Daran werden Menschen erinnert, wenn sie sich am Aschermittwoch ein Kreuz aus Asche auf die Stirn zeichnen lassen. Dieses Kreuz soll sie auf eine neue Zeit hin ausrichten. Mit anderen Worten: Ich kann mitten im Leben umkehren.

Manchmal beneide ich die katholischen Christen um dieses Zeichen. Natürlich kann ich mir auch ohne dieses Kreuz aus Asche vornehmen, die kommenden Wochen bis Ostern als eine besondere Zeit zu gestalten – nämlich so, dass ich versuche, manches einfach etwas anders zu machen als sonst.
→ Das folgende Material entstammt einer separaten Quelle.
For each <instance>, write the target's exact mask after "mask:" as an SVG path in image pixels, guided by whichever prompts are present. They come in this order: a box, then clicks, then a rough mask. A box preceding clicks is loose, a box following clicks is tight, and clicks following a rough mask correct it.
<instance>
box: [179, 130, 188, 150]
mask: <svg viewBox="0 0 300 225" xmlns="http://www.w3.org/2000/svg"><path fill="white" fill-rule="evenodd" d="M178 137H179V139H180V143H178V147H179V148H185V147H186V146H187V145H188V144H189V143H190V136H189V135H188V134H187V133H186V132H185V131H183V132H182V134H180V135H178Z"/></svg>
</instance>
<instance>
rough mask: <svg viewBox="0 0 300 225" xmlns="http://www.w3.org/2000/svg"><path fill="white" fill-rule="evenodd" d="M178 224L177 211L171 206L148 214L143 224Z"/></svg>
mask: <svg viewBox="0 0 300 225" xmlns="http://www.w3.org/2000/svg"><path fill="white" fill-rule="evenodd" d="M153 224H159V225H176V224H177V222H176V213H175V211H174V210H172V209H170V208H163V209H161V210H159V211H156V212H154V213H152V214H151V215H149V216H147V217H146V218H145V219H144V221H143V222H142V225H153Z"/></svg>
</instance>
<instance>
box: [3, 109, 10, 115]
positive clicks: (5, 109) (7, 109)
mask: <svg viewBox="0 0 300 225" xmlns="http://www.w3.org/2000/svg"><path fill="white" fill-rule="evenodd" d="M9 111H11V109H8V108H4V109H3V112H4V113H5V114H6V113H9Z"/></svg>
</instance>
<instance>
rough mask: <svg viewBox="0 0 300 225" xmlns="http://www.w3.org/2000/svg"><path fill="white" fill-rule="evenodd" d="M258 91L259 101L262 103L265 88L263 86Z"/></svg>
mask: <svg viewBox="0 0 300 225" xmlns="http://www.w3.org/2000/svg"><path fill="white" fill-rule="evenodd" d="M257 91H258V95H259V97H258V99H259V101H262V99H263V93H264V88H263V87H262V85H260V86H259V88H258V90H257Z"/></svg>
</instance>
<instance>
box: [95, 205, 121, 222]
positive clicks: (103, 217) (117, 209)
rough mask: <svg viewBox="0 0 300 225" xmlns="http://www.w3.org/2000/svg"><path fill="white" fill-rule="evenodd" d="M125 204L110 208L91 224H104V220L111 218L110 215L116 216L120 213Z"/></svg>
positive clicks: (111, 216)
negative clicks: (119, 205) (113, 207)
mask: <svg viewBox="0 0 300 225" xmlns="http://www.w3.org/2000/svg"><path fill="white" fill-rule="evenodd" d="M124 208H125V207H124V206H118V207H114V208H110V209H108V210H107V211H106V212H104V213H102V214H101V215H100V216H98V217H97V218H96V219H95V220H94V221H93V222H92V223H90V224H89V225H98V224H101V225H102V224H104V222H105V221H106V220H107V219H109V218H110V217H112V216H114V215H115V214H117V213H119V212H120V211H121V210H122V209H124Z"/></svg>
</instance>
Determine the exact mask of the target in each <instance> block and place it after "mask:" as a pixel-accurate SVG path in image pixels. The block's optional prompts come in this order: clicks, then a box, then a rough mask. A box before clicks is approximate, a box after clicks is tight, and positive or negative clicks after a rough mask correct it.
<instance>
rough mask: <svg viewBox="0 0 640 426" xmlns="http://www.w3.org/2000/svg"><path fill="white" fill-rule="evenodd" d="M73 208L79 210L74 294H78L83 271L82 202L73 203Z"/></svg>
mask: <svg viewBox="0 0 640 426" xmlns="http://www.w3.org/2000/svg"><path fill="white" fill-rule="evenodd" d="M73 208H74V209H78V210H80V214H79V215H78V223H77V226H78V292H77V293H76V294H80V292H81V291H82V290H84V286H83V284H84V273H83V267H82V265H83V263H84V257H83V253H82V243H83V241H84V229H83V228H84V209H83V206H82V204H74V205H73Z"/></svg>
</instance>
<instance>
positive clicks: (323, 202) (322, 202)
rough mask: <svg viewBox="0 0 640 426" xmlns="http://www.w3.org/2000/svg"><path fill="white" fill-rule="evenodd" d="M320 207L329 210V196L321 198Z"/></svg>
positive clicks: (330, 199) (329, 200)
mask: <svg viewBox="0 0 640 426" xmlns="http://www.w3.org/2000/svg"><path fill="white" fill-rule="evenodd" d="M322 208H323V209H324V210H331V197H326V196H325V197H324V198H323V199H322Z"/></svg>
Indem ich nicht immer so reagiere, wie alle es von mir erwarten, weil ich das Leben noch intensiver spüren will als sonst. 

Darum bin ich froh, dass es solche Tage wie den Aschermittwoch gibt. Mit dem Aschermittwoch beginnt jedes Jahr eine neue Zeit. Eine Zeit, die meinem Leben Tiefe und Sinn verleihen und mich auch auf Gott hin ausrichten kann. Übrigens, schon seit es den Aschermittwoch gibt, sind die Sonntage von den Tagen des Verzichtens ausgenommen. Die Sonntage nehmen so das Fest des neuen Lebens an Ostern vorweg. Das könnten sie ja auch einmal probieren. Jedem Sonntag bis Ostern einen unverwechselbaren Glanz verleihen. Geht es unter der Woche beim Andersmachen um das Thema „weniger“, um Einschränkungen, ja auch um das Thema des Leidens, wird am Sonntag der „Mehrwert des Lebens“ gefeiert. Mit einer besonderen Geste der Zuwendung. Mit einer ausdrücklich gesuchten Begegnung. Heute ist Aschermittwoch. Zeit also, in diese besonderen Wochen aufzubrechen - mit oder ohne Aschekreuz auf der Stirn.